Her own experience was showing her that the cage door gives way before devotees who will suffer the violation of everything that makes life sweet to them for the sake of what they hold dearer, and she also learned the freemasonry of hard work; the point where she stuck was the apparent impossibility of ever bridging the gulf between Mrs. Carpenter and Mrs. Potter. How to wean Mrs. Carpenter from the idea that the social order was all right because she was on the bright side of it, and at the same time convince Mrs. Potter that it was not all wrong because she was on the dark one? As one of Emma’s friends pointed out, twenty centuries had passed since the only serious attempt had been made to bring about an understanding between the ancestors of those two irreconcilable ladies. The best spiritual engineering had been carried on ever since along the lines then laid down; communications had been devised and traffic of a sort carried on. But as soon as Mrs. Potter advanced a little and caught sight of Mrs. Carpenter and went for her, bald-headed, and when Mrs. Carpenter sailed along from her end of the bridge and then sat down and sang to Mrs.

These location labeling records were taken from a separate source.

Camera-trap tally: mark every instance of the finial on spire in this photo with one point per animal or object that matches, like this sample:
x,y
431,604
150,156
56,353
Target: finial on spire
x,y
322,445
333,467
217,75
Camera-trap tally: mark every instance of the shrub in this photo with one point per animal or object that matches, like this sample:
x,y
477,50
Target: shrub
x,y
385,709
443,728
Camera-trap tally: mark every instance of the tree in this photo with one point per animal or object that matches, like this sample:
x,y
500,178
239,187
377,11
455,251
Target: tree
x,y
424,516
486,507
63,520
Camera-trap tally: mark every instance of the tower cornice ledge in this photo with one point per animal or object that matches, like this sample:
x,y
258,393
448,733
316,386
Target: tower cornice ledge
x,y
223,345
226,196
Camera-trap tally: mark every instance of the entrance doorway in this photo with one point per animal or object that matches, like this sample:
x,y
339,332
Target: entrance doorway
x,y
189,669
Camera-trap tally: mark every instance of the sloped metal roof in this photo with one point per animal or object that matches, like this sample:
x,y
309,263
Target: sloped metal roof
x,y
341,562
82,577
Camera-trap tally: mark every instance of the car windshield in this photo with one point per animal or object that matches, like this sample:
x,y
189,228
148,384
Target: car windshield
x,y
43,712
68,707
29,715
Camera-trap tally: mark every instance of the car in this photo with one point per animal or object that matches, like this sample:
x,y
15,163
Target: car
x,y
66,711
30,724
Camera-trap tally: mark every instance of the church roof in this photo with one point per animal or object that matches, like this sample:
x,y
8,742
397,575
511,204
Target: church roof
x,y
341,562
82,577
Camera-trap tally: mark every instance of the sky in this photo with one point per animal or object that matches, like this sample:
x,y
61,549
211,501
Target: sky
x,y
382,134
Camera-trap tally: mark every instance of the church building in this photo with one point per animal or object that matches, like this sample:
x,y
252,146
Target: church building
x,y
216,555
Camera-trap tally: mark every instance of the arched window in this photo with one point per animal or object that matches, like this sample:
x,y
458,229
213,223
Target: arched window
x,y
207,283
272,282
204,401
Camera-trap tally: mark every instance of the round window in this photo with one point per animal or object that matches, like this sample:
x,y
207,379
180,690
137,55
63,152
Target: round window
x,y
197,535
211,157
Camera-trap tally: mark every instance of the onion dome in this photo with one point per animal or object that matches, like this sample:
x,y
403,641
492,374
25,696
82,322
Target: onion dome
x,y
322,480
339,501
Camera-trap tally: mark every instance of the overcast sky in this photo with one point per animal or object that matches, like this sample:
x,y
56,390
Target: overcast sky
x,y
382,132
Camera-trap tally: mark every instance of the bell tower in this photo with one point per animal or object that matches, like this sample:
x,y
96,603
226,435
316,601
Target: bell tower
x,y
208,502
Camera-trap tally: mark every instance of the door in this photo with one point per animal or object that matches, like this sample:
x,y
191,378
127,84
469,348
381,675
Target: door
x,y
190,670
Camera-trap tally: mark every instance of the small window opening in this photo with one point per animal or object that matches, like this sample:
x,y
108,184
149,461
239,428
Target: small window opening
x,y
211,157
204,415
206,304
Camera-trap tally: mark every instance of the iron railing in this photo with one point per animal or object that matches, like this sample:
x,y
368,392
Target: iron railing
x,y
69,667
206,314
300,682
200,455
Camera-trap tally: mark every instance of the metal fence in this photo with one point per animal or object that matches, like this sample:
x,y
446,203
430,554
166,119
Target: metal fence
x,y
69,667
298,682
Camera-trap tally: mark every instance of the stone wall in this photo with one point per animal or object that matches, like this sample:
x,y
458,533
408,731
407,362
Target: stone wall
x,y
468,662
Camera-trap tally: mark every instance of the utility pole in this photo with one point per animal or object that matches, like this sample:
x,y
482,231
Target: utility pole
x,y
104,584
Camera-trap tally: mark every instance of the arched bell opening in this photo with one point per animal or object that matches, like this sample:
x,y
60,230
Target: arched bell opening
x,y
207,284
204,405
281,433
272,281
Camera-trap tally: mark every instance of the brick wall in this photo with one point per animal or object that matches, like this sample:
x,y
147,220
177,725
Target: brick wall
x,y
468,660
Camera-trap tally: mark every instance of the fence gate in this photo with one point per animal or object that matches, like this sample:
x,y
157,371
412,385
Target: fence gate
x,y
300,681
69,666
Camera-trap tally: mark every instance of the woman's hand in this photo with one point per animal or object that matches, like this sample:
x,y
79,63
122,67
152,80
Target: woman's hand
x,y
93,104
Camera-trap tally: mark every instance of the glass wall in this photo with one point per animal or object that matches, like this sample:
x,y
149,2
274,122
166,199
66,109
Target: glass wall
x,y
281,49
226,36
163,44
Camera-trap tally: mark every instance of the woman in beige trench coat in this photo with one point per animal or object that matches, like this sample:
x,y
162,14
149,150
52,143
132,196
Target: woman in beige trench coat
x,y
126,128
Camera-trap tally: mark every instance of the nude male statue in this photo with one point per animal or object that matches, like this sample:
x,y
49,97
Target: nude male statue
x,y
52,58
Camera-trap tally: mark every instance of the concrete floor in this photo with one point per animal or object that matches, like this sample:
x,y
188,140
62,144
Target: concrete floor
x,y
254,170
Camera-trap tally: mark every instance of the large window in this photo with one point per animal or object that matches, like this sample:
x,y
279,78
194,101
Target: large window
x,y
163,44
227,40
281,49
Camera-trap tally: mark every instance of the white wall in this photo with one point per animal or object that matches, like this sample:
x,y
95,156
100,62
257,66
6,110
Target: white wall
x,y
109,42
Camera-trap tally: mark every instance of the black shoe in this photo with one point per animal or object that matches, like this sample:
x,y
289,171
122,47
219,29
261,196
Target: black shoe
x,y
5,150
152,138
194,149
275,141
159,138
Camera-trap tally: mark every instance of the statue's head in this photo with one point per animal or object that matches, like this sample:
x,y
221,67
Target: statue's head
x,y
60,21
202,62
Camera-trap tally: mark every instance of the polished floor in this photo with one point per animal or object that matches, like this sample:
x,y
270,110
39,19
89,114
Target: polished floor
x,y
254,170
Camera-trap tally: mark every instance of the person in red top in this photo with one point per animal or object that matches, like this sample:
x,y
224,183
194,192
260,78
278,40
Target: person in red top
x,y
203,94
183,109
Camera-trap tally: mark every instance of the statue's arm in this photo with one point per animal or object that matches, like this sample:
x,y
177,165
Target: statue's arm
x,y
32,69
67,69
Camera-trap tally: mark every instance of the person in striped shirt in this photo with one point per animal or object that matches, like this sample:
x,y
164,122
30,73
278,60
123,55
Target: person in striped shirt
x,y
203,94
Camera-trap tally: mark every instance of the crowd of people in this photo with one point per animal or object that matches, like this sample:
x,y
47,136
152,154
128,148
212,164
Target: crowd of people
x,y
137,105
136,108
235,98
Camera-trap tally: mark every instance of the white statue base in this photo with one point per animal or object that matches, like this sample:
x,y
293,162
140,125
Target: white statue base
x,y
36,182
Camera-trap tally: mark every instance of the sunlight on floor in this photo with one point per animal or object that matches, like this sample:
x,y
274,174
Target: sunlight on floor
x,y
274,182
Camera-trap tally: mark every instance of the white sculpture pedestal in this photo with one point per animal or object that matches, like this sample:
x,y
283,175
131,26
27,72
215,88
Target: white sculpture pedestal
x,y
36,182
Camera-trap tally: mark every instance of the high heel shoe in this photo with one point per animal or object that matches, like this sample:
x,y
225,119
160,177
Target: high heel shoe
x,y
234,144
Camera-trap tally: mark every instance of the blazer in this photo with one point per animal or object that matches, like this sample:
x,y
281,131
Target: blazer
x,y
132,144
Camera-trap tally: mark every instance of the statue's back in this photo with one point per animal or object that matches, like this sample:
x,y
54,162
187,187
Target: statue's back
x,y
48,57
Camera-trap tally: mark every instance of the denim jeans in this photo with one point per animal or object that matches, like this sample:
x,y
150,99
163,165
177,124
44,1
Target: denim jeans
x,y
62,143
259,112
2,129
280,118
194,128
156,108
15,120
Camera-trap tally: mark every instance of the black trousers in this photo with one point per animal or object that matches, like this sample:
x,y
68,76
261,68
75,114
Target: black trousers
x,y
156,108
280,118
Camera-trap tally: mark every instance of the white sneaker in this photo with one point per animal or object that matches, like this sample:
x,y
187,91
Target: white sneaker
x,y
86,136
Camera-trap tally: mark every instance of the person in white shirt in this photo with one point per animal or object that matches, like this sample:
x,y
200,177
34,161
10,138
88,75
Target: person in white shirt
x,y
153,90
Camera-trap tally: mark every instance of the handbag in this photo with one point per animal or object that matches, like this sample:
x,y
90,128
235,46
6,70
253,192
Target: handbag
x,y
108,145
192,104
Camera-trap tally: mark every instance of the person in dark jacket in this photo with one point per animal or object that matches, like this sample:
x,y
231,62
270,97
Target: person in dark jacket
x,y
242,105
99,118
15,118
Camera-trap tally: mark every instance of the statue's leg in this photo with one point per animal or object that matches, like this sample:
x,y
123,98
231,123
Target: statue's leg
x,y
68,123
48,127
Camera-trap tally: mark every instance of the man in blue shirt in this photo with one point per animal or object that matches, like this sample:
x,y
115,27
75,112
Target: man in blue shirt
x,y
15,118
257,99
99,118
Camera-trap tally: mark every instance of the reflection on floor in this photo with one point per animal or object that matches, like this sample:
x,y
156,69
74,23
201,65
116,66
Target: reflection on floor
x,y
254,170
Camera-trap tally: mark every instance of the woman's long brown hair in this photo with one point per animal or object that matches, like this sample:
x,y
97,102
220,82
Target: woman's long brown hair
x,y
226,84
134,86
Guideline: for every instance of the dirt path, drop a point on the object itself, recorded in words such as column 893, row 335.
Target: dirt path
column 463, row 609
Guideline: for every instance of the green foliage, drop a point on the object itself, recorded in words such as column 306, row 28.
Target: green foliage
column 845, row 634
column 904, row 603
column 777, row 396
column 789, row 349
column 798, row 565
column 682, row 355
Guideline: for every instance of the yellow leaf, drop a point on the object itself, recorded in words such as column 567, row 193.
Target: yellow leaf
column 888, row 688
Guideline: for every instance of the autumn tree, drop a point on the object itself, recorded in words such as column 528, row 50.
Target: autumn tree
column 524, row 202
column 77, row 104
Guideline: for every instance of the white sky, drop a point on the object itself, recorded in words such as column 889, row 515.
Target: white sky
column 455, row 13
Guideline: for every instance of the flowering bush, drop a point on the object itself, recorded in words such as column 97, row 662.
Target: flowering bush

Potter——. I must stop this allegory or the reader will break down in tears of perplexity and perhaps send the book straight back to the library; unless he has himself lived for a time miserably wedged between the philanthropists and the slums of a city.
To get on with the story. Teresa was, as I have said, torn from her absorbing occupation and compelled to go with her father and mother to be the Varens’ guest at Aldwych Court.
I believe there is no place so comfortable to stay in as an English country house belonging to a good hostess. The luxury of dressing in any part of her room without the penalty of gooseflesh; the deep, scented bath and warm towel three feet square; the rich, dry fluffiness under foot, and the cup of tea afterwards, brought by a maid who seemed to have nothing else to do, banished all visions of Mrs. Potter to such a remote corner of Teresa’s consciousness that when she did remember her again the recollection had no more sting than a bad dream. She ate her dinner, served by willing men and women who performed their duties like priests of Isis, instead of, as dear Strickland did, giving her the uneasy feeling that one course would have been quite enough if ladies were not so greedy. She had observed sometimes to Evangeline that Millport maids treated their mistresses as if they were parrots whose dirty cages had to be cleaned out, and whom it “took up people’s time” to feed.